MatchZoo
MatchZoo copied to clipboard
Preprocessor.fit_transform does not initialise preprocessor.context
Describe the bug
When calling
preprocessor = mz.preprocessors.DSSMPreprocessor() train_processed = preprocessor.fit_transform(train_pack)
the preprocessor does not automatically initialise preprocessor.context like when calling
train_processed = preprocessor.fit(train_pack)
To Reproduce
import matchzoo as mz
import pandas as pd
path = "/results/DPH_3.res" #any file
table = pd.read_csv(path,sep='\t')
df = pd.DataFrame({ #any format
'text_left': table['q'],
'text_right': table['doc'],
'id_left': table['q_id'],
'id_right': table['doc_id'],
'label': table['label']
})
pack = mz.pack(df)
train_pack = pack[:10000]
valid_pack = pack[10000:15000]
predict_pack = pack[15000:20000]
preprocessor = mz.preprocessors.DSSMPreprocessor()

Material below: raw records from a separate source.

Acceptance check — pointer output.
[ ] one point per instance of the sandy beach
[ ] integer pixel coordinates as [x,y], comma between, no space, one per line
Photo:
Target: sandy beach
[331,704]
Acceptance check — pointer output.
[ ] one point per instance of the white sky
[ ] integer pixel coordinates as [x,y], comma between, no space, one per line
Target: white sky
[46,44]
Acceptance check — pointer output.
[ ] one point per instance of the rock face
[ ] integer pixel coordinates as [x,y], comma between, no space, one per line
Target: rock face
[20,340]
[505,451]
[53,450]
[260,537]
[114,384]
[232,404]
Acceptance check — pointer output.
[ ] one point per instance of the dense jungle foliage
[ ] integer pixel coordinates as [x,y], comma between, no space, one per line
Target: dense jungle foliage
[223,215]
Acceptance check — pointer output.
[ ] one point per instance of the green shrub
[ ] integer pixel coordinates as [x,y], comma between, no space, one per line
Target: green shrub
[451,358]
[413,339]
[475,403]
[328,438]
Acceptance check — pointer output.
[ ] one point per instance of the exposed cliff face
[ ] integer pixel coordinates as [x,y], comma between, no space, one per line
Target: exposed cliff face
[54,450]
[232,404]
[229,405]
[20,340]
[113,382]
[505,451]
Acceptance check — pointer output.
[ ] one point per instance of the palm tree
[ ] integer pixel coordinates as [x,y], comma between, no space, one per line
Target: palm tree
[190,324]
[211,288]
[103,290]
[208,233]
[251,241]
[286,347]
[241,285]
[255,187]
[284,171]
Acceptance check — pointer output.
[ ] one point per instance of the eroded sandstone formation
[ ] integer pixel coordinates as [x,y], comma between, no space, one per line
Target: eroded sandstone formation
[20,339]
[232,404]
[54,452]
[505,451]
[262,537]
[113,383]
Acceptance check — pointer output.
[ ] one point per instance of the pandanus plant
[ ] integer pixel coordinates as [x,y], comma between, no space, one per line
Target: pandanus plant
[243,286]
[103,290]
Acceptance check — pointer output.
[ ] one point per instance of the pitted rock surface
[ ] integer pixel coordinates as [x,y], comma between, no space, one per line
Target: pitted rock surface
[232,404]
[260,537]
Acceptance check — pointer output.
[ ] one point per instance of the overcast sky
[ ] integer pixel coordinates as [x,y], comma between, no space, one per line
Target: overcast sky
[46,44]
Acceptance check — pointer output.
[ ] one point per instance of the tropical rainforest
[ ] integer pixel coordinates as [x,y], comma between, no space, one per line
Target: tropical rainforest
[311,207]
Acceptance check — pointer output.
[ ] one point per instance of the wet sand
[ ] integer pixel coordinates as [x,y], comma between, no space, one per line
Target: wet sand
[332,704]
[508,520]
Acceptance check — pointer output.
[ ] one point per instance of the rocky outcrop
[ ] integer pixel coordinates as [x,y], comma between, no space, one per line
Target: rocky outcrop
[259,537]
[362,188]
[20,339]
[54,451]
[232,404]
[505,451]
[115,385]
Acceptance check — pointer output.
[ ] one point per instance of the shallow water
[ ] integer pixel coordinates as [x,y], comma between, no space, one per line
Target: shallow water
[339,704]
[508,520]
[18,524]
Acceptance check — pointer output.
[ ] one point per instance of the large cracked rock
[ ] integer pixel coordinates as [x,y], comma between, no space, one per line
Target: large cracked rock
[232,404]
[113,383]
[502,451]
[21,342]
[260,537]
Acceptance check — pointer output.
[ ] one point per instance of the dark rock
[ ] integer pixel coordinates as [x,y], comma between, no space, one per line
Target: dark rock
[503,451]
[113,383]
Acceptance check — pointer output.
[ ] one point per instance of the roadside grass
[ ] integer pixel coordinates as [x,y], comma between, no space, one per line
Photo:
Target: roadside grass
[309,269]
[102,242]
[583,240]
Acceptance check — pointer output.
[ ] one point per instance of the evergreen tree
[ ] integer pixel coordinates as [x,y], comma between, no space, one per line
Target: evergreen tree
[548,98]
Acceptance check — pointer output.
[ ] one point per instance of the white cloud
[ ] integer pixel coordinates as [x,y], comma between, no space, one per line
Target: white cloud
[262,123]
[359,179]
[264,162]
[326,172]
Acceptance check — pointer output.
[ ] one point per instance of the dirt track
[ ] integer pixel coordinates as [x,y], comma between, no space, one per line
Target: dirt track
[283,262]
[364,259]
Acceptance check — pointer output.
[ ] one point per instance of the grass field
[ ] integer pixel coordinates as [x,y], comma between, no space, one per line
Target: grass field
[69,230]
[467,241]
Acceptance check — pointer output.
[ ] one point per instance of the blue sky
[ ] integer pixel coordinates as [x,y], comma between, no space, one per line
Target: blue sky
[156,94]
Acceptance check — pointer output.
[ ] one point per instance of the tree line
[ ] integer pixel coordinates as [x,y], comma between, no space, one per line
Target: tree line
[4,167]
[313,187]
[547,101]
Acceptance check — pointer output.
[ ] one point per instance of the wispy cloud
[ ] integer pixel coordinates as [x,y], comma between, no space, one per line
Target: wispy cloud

preprocessor.fit_transform(train_pack)
print(preprocessor.context) #output is {}
preprocessor.fit(train_pack)
print(preprocessor.context) #output is not empty, all params are initialised
train_processed = preprocessor.transform(train_pack)
valid_processed = preprocessor.transform(valid_pack)
predict_processed = preprocessor.transform(predict_pack)
Describe your attempts
- [x] I checked the documentation and found no answer
- [x] I checked to make sure that this is not a duplicate issue
Current workaround: Separately perform preprocessor.fit() and preprocessor.transform()
Context
- OS : macOS 10.13
- Hardware : CPU only
- Matchzoo version : 2.1.0
Since I don't have your data, I tested it with our toy data. I could not reproduce the bug you are reporting.
Here's the thing I tried:
import matchzoo as mz
pp = mz.preprocessors.DSSMPreprocessor()
dp = mz.datasets.toy.load_data()
pp.fit_transform(dp)
print(pp.context) # actually prints correctly fitted context
pp.fit(dp)
print(pp.context) # prints the same thing